It’s the same thing for an audience. You see Kendrick in something you don’t think you should be watching, and it’s OK. People who don’t want to be at a “Twilight” movie, for instance, but find themselves at one anyway? Kendrick’s for them. Jodie Foster and Sigourney Weaver do that. So do Emma Stone and Kerry Washington. Smart people in dumb entertainment situations relate to them.

The college singing-group comedy “Pitch Perfect” isn’t dumb, but Kendrick’s participation implies that it might also be smart. And sometimes it is. She plays Becca, a reasonably cool freshman who aspires to be a record producer. (At the moment her thing, musically, is the layered mash-up.) Becca does grunt work at the college radio station and reluctantly auditions for a prim, vaguely sexed-up a cappella outfit. They perform in flight-attendant getups and chirp their way through pre-millennial hits such as Ace of Base’s “The Sign.” In this world, they’re traditionalists. The producer in Becca knows the only way to win nationals is to throw the audience, judges, and dourly catty color commentators — Elizabeth Banks and John Michael Higgins — a curveball.

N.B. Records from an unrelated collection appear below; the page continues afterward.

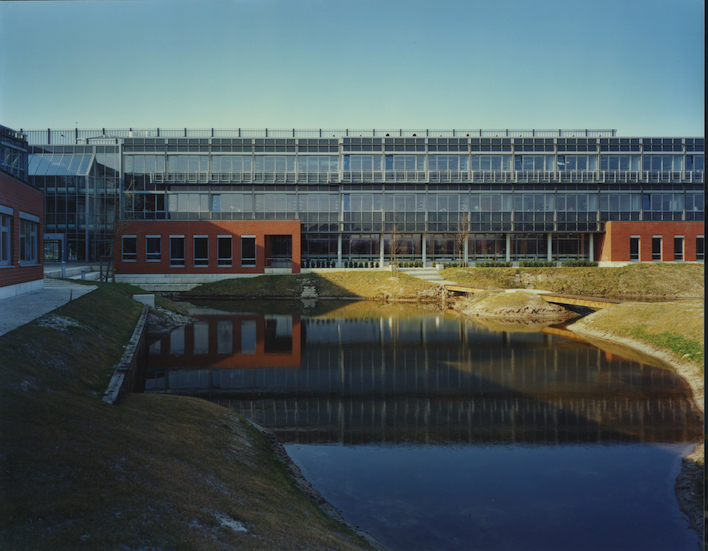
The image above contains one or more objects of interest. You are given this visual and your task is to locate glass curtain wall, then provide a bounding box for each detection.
[28,146,120,262]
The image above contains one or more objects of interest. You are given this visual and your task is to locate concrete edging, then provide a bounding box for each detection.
[103,304,150,405]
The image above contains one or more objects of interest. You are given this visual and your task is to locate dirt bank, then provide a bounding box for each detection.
[453,291,577,324]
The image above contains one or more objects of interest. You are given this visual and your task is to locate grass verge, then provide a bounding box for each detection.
[572,300,705,373]
[0,283,376,550]
[443,263,705,299]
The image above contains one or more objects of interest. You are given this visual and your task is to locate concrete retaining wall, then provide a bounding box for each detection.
[103,304,150,404]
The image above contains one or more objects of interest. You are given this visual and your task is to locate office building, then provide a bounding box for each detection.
[22,129,704,292]
[0,126,44,299]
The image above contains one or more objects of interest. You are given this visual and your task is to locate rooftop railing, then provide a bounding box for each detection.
[20,128,617,145]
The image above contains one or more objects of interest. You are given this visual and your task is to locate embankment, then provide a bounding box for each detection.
[0,284,371,551]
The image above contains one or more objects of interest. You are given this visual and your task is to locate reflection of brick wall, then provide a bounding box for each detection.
[114,220,300,275]
[0,172,44,287]
[149,314,301,369]
[599,221,705,262]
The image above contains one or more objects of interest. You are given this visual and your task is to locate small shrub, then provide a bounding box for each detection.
[561,260,597,268]
[477,260,513,268]
[519,260,556,268]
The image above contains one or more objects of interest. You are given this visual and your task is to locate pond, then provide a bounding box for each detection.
[145,301,703,551]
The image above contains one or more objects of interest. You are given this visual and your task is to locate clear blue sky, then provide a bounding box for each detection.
[0,0,705,136]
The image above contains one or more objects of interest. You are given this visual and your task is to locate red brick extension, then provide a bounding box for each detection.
[113,220,300,275]
[597,222,705,262]
[0,172,44,287]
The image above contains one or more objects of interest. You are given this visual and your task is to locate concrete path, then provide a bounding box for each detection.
[398,268,457,285]
[0,278,96,336]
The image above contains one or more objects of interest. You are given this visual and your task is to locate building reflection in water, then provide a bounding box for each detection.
[145,313,702,444]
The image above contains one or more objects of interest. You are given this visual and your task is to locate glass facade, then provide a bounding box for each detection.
[23,130,704,265]
[29,145,119,262]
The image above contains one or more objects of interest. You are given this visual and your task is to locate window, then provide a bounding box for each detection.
[558,155,597,172]
[297,155,340,173]
[386,155,424,172]
[674,235,683,262]
[121,235,138,262]
[0,211,12,266]
[600,155,639,172]
[170,235,184,268]
[20,215,39,264]
[629,235,640,262]
[145,235,160,262]
[241,235,256,267]
[428,155,468,172]
[470,155,511,172]
[194,235,209,268]
[686,155,704,172]
[696,235,706,262]
[651,235,661,261]
[514,155,555,172]
[216,235,233,267]
[642,155,683,172]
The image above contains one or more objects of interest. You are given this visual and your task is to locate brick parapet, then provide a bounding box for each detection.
[114,220,300,276]
[599,221,705,262]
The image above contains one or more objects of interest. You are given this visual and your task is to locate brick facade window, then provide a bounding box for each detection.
[193,235,209,268]
[170,235,184,268]
[674,235,683,262]
[241,235,256,267]
[120,235,138,262]
[651,235,661,262]
[629,235,641,262]
[0,214,12,266]
[696,235,706,262]
[20,220,39,264]
[216,235,233,267]
[145,235,162,262]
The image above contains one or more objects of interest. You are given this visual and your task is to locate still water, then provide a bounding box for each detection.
[145,301,702,551]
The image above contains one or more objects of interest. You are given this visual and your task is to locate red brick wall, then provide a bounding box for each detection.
[113,220,300,275]
[598,221,705,262]
[0,172,44,287]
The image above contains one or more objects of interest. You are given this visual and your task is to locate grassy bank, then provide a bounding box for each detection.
[0,284,376,550]
[572,300,705,373]
[185,270,439,300]
[442,263,705,299]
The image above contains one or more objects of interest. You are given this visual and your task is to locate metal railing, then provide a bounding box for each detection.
[20,128,617,145]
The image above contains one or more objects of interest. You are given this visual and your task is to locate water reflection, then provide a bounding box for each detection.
[145,309,701,444]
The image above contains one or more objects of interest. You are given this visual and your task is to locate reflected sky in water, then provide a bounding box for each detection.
[145,301,702,550]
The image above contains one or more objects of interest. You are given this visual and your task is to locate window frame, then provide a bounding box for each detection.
[241,235,258,268]
[120,235,138,262]
[674,235,686,262]
[0,209,13,266]
[629,235,642,262]
[651,235,664,262]
[216,235,234,268]
[145,235,162,262]
[192,235,209,268]
[696,235,706,262]
[169,235,186,268]
[19,216,39,265]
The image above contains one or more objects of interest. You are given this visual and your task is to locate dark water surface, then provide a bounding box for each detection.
[145,301,702,551]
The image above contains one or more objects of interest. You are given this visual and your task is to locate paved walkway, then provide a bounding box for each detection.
[0,278,96,336]
[398,268,457,285]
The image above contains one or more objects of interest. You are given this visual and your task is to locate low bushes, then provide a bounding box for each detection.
[475,260,513,268]
[561,260,597,268]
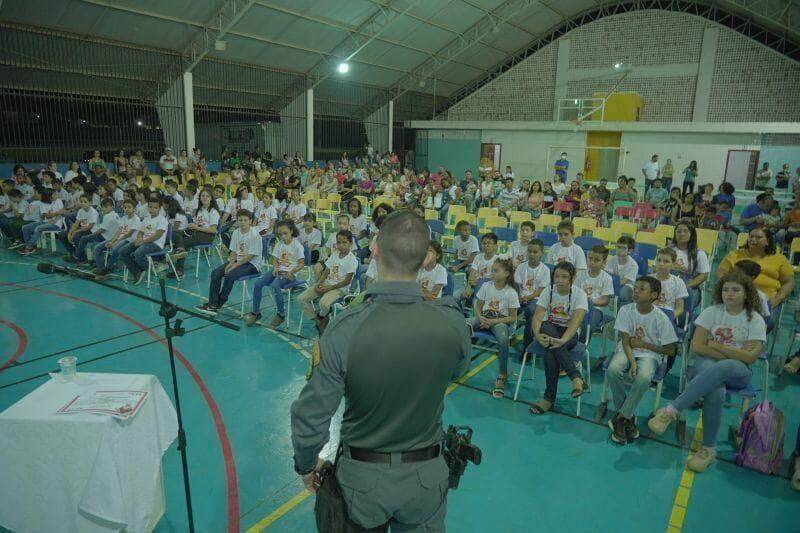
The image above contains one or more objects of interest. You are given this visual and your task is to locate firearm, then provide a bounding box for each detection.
[444,426,482,489]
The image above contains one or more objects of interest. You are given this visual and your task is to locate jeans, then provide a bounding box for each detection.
[253,272,297,316]
[208,263,258,307]
[22,222,61,246]
[534,322,581,403]
[606,351,658,419]
[94,241,129,270]
[470,317,514,376]
[119,242,161,278]
[672,356,753,448]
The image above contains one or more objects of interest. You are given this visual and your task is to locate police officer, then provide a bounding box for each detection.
[292,210,471,532]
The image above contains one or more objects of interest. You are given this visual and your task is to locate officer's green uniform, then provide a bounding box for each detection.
[292,282,471,531]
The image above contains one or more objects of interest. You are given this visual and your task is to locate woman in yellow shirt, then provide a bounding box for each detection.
[717,228,794,310]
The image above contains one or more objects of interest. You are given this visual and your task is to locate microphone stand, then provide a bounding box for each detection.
[40,263,239,533]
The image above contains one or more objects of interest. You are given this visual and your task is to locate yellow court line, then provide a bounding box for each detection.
[247,355,497,533]
[667,419,703,533]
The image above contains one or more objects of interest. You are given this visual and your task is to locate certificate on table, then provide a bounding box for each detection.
[56,390,147,420]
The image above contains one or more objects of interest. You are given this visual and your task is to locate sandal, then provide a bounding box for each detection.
[528,400,553,415]
[492,376,506,399]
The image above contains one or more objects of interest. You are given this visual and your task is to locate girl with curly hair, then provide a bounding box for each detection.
[647,271,767,472]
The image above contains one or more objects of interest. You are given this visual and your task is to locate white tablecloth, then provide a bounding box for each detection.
[0,374,178,533]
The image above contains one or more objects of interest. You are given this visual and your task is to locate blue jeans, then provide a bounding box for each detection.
[119,242,161,278]
[253,272,297,316]
[672,355,753,448]
[22,222,61,246]
[208,263,258,307]
[470,317,514,375]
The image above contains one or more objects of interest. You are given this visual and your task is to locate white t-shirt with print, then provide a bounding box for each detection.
[694,304,767,349]
[418,261,447,298]
[325,251,358,290]
[575,270,616,303]
[270,239,305,272]
[514,261,550,297]
[536,285,589,326]
[453,235,480,262]
[229,226,263,272]
[655,274,689,311]
[478,281,519,316]
[605,255,639,287]
[545,242,586,270]
[614,304,678,361]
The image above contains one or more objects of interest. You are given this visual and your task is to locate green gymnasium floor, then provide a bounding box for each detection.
[0,250,800,533]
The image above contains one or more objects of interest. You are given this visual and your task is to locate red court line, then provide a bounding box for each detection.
[0,318,28,372]
[0,282,239,533]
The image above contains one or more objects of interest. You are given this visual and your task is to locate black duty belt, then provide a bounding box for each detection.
[344,444,442,464]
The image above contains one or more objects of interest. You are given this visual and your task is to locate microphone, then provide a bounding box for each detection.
[36,263,95,280]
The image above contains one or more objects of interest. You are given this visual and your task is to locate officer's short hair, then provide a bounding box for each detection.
[377,209,430,274]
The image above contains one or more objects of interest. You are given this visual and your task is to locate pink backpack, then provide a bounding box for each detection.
[733,400,786,474]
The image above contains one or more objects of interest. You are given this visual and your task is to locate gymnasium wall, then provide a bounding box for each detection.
[447,10,800,122]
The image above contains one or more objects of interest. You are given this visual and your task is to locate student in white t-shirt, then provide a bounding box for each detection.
[606,276,678,444]
[19,188,64,255]
[244,220,306,328]
[575,244,616,329]
[647,271,767,472]
[530,261,589,415]
[449,220,480,272]
[509,220,536,268]
[197,209,261,315]
[300,211,322,265]
[92,199,141,278]
[119,195,169,285]
[470,259,519,398]
[418,240,447,300]
[514,239,550,353]
[606,235,639,307]
[545,220,586,271]
[297,229,358,335]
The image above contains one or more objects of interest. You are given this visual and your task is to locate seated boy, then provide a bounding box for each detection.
[298,230,358,335]
[607,276,678,444]
[605,235,639,307]
[197,209,261,315]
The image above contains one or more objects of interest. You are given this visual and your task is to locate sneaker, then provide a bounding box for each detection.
[608,413,628,444]
[647,407,678,435]
[625,415,639,441]
[244,313,261,326]
[686,446,717,472]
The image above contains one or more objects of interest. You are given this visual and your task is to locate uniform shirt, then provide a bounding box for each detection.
[478,281,519,316]
[469,254,497,279]
[694,304,767,349]
[92,211,119,240]
[605,255,639,287]
[514,261,550,298]
[655,274,689,311]
[270,239,305,272]
[536,285,589,326]
[228,227,262,272]
[453,235,480,261]
[545,242,586,270]
[614,304,678,361]
[75,207,99,230]
[575,270,616,303]
[139,215,169,248]
[418,261,447,298]
[192,209,219,228]
[300,228,322,250]
[325,251,358,290]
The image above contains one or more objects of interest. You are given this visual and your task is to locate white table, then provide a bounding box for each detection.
[0,373,178,533]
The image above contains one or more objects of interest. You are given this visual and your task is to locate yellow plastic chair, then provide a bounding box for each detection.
[611,220,639,237]
[636,231,667,248]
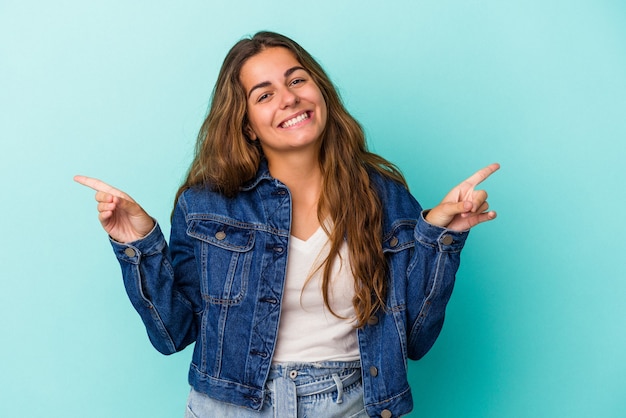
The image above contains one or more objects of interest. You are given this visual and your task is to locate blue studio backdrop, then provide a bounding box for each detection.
[0,0,626,418]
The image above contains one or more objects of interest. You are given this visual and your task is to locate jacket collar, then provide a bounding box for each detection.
[241,158,276,192]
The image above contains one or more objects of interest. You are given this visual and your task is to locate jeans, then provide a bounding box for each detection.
[185,361,368,418]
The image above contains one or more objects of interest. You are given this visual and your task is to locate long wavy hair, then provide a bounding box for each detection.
[176,31,406,327]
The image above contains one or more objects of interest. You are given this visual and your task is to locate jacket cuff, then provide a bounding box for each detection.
[415,210,470,252]
[109,221,167,264]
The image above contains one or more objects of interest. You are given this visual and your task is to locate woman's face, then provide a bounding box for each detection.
[239,47,327,161]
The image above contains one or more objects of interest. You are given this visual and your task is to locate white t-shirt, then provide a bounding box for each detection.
[272,227,359,363]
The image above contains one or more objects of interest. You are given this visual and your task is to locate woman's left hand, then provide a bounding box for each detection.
[426,163,500,231]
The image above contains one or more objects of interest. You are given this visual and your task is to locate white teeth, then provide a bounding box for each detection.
[283,113,309,128]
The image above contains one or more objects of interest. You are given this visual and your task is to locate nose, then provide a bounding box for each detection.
[281,89,300,108]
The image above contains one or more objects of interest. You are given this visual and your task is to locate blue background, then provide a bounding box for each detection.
[0,0,626,417]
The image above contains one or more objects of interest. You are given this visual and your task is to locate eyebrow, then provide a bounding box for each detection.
[248,65,306,98]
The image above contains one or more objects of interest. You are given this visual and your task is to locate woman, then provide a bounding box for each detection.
[75,32,499,417]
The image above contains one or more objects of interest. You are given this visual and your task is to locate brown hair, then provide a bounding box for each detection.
[176,32,406,327]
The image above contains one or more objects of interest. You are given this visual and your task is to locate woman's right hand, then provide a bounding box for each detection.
[74,176,154,243]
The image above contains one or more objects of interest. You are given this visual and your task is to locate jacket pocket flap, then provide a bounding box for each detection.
[187,220,254,252]
[383,220,416,252]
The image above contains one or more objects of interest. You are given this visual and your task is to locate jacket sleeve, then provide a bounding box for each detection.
[111,199,201,354]
[407,212,469,360]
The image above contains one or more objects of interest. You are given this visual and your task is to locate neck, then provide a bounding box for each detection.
[268,152,322,240]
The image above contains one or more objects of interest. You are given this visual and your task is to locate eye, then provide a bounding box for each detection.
[289,78,306,87]
[256,93,272,103]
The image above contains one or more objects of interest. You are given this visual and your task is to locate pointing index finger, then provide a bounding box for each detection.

The movie is based on Mickey Rapkin’s book about the a cappella universe, and it nails the music-nerd obsessiveness, the gravitational pull of some singers’ obnoxious talent, and the fact that the most beautiful a cappella comes not from the solo singer but from the harmonies’ wall of sound. For its comedy, “Pitch Perfect” rubs its showy personalities together. The rest of the cast includes Anna Camp, Brittany Snow, Adam DeVine, Ester Dean, and the disarmingly adorable Skylar Astin, the boy in the rival group who gets close to Becca by showing her “The Breakfast Club.”

The throwaway lines in Kay Cannon’s script are so many and so expertly deployed that you basically spend the whole movie digging through the trash. Mostly, “Pitch Perfect” leans hard on the lawlessness of the stout Australian Rebel Wilson, who plays a character called Fat Amy and has yet to find a movie that requires her to pick a character and stay in it. Her broadness and the way it’s used points to where all comedies starring women seem forced to go: the bathroom. I don’t object to the two scenes of projectile vomit here. They’re funny. But once one character falls into a lake of it and commences making the equivalent of snow angels, you fear that the movies have learned the wrong lesson from “Bridesmaids.”

For her part, Kendrick manages to be absent when the vomiting happens. She can make a lot of things legitimate, but she doesn’t even bother with that.